Yes, I’m scared. The opposition’s politicos are scared, too. Also exhausted, just like everyone else.
Whether the Constituent Assembly happens or not – for all we know, it’s a game of chicken – the psychic toll it’s taken is already considerable. We’ve shifted from the “normal” low level fight on the streets to an ultimate showdown. At stake: everything.
The Constituent Assembly… isn’t more important than the creation of a solid citizen movement determined to beat back oppression.
But then, isn’t this how it always feels?

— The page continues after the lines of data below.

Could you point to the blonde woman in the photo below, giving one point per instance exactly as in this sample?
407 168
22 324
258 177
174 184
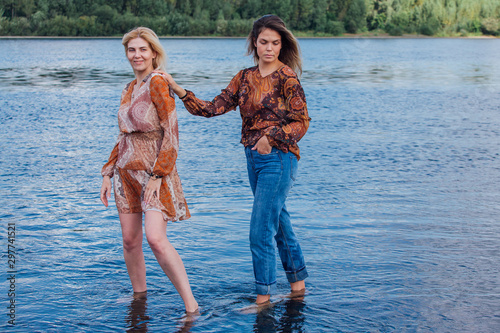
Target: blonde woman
142 165
274 118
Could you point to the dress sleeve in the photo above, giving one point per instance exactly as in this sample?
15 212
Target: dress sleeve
164 102
109 167
296 120
223 103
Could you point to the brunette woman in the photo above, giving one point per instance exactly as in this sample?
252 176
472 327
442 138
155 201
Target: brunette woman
274 114
142 165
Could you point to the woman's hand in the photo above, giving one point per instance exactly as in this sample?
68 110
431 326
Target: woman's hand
152 189
262 146
105 190
173 85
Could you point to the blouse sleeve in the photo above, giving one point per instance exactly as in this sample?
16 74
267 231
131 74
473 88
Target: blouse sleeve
164 102
296 120
109 167
223 103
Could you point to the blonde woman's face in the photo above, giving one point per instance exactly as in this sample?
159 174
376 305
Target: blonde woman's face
140 55
268 46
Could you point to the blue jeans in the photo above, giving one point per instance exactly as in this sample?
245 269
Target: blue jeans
271 178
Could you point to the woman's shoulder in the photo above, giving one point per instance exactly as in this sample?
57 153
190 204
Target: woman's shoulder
158 82
286 72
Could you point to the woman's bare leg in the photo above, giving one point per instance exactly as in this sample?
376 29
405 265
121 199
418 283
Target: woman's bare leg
132 250
168 258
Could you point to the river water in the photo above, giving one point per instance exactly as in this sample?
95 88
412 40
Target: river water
396 204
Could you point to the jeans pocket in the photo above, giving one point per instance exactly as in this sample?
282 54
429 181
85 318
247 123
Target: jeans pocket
273 152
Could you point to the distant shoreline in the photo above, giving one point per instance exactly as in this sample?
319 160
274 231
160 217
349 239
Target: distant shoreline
344 36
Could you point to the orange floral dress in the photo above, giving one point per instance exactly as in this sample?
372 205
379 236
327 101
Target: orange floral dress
148 143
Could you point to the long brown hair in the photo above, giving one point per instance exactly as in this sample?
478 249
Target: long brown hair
290 50
159 62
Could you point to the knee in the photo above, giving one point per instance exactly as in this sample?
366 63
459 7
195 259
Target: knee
132 242
156 242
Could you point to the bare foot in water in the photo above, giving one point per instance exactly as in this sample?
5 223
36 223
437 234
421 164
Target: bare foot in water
298 286
262 299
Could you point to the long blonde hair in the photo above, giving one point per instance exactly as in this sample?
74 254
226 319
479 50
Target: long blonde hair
290 50
160 61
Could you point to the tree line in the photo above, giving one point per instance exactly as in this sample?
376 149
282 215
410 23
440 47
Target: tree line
235 17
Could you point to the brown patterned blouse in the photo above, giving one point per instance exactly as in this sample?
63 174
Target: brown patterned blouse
274 105
148 142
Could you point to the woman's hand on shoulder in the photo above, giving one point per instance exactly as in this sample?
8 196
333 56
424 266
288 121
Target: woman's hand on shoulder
171 82
105 190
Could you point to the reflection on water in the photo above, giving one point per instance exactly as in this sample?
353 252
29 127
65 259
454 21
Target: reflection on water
396 203
137 319
286 316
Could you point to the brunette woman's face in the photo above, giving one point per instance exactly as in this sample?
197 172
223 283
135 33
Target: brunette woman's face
140 55
268 46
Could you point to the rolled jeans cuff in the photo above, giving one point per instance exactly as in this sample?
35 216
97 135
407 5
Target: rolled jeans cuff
300 275
263 289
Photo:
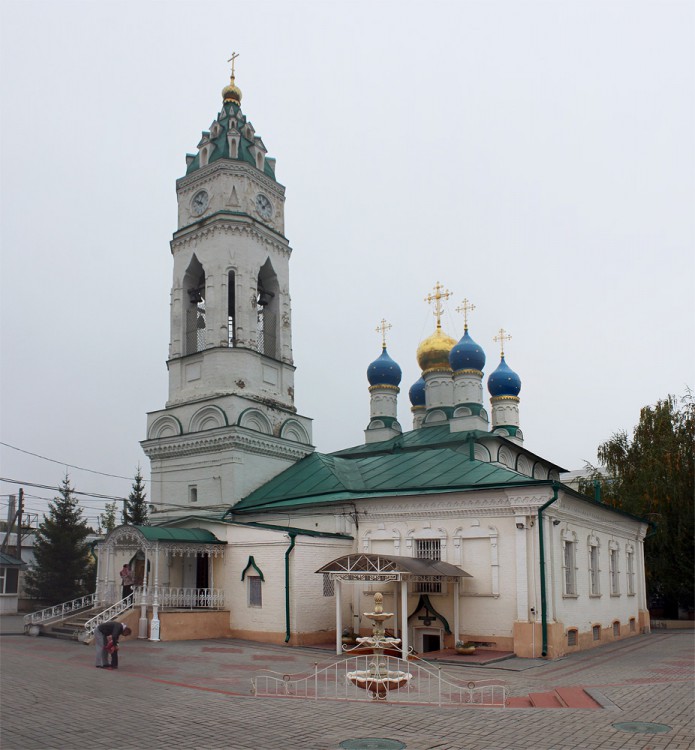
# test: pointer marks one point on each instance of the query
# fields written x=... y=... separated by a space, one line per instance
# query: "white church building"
x=467 y=533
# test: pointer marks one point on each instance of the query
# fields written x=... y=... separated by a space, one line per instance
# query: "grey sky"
x=535 y=157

Isn’t this how we were feeling just before the 2006 election, when Chávez defeated Rosales? I cried that night because I thought for sure it was the end of Venezuela. When Capriles admitted defeat in 2012, I could feel the blow send shockwaves through my family, classmates and friends.
And then, there’s the possibility that the opposite happens: there’s no Constituent Assembly, for whatever reason, someone in Québec gets two hamburgers and we’re left wondering if this a victory, a tactical retreat, a sham, or just an old chavista mind game. We’ll be left, then, trying to find an answer to “what comes next?”.
And that’s what I’m truly scared of. The Constituent Assembly is important, no doubt about that, but it isn’t more important than the creation of a solid citizen movement determined to beat back oppression. It’s been a mere 14 days since over 7.5 million Venezuelans organized ourselves to do it. We did the impossible. Have we forgotten already?
Venezuela doesn’t end tomorrow, the struggle just becomes a bit harder. But then, was it ever easy?